Arch Sex Behav; 2018 Aug; Stout, Meints, et al

Findings from a recent investigation are consistent with previous studies highlighting that pain during intercourse is related to depressive symptoms in young women. The current study adds to that literature and suggests that more frequent and severe pain during intercourse leads to more loneliness, which then leads to increased depressive symptoms. A total of 104 female participants (85.6% white, 74.03% partnered, aged 20.9 [3.01] years) completed an online survey including demographic information, PROMIS Vaginal Discomfort Measure, PROMIS Depression Measure, and Revised UCLA Loneliness Scale.
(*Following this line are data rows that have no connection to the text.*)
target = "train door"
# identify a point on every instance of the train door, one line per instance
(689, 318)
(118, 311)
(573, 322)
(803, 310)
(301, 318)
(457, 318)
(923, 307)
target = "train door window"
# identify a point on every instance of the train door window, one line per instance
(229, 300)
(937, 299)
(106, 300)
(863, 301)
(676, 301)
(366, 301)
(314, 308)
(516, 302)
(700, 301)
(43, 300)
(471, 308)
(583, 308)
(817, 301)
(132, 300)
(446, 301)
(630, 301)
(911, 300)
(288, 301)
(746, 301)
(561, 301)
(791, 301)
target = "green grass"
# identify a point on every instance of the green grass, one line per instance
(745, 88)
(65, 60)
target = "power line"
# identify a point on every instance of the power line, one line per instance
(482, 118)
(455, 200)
Researchers found:

  • Pain during intercourse, loneliness, and depressive symptoms were all significantly correlated.
  • Results of the mediation analysis indicated that loneliness was a significant mediator of the relationship between pain during intercourse and depressive symptoms.
  • After accounting for loneliness, pain during intercourse was not significantly related to depressive symptoms, suggesting that loneliness fully mediated the relationship between pain during intercourse and depressive symptoms.

Citation:

Stout ME, Meints SM, Hirsh AT. Loneliness mediates the relationship between pain during intercourse and depressive symptoms among young women. Arch Sex Behav. 2018;47(6):1687-1696. doi:10.1007/s10508-017-1138-7.